Şekil 2 Renk skalası,

Ritm ve Hareket:

Hareket, bir sanat eserindeki nesnelerin hareket hissi uyandıracak şekilde düzenlenmesidir. Ritm de harekete bağlıdır ve belli ölçülerdeki tekrarlardan meydana gelir. Görsel elemanlar, yön değiştirerek ritmik tekrarlar doğrultusunda düzene hareket kazandırırlar. Tekrarlanan unsurlar, izleyici bakışının eserin yüzeyinde kolayca dolaşmasını sağlar. Bunun en güzel örneği, organik bir ritm olan ve insan ömrü boyunca durmaksızın ritmik tekrarlarla çalışan kalp atışlarıdır. Kalp atışlarındaki ritm bozukluğu, organizmanın hastalığına işaret eder (Yılmaz, 2007: 38).
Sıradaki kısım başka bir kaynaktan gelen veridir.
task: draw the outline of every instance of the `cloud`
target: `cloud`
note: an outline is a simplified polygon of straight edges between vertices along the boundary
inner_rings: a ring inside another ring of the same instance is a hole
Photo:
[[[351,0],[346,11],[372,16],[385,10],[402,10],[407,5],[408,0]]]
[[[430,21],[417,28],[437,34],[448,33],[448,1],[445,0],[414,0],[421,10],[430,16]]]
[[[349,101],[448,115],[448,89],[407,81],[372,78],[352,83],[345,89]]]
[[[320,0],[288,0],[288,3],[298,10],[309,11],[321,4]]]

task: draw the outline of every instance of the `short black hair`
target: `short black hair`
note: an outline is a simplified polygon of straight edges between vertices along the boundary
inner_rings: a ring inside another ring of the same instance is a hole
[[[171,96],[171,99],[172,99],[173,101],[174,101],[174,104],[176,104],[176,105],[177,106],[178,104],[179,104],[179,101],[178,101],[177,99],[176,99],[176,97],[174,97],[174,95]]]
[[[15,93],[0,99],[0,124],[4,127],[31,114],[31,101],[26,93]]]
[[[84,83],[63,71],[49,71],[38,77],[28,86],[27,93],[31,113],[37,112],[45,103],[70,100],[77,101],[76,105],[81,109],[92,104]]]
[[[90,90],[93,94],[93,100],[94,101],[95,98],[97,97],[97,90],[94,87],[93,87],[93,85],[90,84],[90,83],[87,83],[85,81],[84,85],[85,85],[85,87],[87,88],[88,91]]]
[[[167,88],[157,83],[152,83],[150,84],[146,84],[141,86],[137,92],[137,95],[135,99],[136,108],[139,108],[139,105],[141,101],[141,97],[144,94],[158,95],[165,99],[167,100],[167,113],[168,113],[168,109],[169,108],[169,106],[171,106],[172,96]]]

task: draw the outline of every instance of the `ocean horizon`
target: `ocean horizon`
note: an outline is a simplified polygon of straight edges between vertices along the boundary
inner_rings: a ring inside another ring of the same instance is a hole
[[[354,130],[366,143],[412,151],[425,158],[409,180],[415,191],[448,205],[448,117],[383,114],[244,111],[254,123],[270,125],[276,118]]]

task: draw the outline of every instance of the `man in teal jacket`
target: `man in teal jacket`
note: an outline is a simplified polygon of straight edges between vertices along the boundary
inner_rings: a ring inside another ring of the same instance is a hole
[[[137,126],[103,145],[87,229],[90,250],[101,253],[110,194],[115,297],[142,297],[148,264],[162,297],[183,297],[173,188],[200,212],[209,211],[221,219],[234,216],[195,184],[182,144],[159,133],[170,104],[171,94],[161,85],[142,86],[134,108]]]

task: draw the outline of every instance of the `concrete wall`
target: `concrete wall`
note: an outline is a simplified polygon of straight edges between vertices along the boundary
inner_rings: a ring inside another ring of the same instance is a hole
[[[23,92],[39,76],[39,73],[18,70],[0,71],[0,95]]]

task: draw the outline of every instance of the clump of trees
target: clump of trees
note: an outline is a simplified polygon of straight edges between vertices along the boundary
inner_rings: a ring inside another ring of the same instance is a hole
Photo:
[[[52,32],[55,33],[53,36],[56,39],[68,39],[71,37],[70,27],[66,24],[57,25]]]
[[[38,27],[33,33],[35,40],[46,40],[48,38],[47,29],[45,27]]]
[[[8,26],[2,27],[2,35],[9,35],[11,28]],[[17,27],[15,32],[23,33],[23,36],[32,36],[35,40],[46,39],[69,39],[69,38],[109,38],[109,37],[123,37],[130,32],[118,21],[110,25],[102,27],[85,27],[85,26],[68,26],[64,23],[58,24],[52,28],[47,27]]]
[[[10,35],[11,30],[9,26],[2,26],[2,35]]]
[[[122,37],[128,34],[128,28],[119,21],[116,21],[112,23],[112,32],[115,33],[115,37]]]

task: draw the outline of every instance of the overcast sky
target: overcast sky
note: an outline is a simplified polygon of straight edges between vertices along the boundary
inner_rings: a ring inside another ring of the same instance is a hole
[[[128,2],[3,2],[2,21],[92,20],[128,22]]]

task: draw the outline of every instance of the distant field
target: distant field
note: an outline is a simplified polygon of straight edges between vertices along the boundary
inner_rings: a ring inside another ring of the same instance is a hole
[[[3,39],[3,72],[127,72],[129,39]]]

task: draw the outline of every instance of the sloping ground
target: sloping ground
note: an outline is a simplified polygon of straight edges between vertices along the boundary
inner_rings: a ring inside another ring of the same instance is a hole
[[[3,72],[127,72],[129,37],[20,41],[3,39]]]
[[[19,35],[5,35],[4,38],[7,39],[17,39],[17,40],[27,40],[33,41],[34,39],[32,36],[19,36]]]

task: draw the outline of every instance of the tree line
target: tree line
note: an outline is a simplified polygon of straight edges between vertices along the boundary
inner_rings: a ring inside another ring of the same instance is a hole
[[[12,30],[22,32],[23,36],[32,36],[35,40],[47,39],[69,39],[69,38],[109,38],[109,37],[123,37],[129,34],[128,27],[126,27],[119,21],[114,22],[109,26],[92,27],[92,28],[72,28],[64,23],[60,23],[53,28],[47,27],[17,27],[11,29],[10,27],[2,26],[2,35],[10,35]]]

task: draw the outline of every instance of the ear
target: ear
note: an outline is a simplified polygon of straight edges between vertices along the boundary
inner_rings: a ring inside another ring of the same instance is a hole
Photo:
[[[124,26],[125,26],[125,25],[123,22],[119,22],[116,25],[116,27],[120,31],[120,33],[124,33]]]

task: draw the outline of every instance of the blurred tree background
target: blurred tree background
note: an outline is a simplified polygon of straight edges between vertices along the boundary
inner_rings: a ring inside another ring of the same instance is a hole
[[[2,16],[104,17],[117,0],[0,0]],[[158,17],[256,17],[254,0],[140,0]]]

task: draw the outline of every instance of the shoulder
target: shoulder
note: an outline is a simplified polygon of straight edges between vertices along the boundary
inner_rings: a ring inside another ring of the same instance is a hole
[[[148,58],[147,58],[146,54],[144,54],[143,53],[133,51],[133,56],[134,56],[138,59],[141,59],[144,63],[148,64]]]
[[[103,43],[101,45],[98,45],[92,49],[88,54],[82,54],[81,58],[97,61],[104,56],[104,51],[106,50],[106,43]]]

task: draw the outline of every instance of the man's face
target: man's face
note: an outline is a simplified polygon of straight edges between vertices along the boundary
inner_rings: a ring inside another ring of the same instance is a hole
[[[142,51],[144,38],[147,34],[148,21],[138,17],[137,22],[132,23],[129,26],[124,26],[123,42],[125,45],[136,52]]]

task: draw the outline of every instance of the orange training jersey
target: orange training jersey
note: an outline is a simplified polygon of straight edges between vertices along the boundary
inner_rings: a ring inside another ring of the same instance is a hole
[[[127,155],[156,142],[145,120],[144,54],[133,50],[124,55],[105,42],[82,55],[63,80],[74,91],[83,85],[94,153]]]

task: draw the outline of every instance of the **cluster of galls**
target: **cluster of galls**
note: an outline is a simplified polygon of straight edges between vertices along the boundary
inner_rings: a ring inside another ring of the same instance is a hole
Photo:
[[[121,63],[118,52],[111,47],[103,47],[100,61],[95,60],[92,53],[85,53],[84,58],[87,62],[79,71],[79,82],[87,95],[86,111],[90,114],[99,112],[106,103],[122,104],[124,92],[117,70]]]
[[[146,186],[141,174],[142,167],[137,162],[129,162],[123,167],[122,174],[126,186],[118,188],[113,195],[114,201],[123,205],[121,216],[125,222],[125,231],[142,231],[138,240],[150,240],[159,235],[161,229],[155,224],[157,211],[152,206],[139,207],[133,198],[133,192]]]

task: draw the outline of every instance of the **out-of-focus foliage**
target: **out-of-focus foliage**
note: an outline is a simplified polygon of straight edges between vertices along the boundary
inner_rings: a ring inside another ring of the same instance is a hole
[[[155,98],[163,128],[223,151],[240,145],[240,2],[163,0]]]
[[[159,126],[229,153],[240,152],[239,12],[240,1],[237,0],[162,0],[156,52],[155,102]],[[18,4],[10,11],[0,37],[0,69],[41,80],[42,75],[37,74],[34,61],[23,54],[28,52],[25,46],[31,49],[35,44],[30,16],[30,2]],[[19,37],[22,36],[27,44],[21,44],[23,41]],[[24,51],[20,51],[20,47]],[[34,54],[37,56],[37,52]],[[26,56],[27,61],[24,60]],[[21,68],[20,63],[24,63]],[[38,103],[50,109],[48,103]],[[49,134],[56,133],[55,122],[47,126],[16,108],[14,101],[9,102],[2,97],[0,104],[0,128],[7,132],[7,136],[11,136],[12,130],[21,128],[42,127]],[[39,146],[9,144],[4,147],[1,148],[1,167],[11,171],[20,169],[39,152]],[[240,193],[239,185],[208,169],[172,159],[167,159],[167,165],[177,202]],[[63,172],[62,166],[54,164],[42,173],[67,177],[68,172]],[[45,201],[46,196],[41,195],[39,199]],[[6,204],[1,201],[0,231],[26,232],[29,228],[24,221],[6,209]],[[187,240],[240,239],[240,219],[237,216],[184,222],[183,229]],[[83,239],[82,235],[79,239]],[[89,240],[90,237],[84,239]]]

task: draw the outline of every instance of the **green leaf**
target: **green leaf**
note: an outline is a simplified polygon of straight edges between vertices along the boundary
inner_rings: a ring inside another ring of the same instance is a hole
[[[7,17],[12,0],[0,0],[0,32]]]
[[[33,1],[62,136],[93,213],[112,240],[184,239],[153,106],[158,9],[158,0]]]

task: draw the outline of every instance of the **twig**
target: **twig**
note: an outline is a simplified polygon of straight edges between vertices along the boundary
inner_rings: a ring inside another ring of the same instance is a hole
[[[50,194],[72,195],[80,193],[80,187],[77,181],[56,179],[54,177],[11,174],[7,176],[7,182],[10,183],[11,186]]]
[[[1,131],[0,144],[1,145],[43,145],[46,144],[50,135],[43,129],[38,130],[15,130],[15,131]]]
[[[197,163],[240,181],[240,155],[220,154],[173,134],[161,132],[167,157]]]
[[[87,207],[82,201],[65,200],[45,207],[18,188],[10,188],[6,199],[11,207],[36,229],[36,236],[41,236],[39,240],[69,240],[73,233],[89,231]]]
Artut (2004: 131)’un belirttiği gibi, ritmik olmayan hareketlerde denge ve uyumdan bahsedilemez. Doğadaki canlılarda da içgüdüsel bazı ritmik hareketler vardır. Örneğin, kuşların göç sırasındaki ritmik harekeleri ve belirli bir düzen içinde uçmaları, arıların hep aynı tarz ve ritimde bal peteklerini oluşturmaları gibi.

Tasarımdaki ritm sorunu çalışmanın başarısını sorgular. Ritimle çizgi, ton, yüzey, biçim bir düzene girer. Çizgide, biçimde tonda, renkte ritim kendini gösterir (Şekil 3).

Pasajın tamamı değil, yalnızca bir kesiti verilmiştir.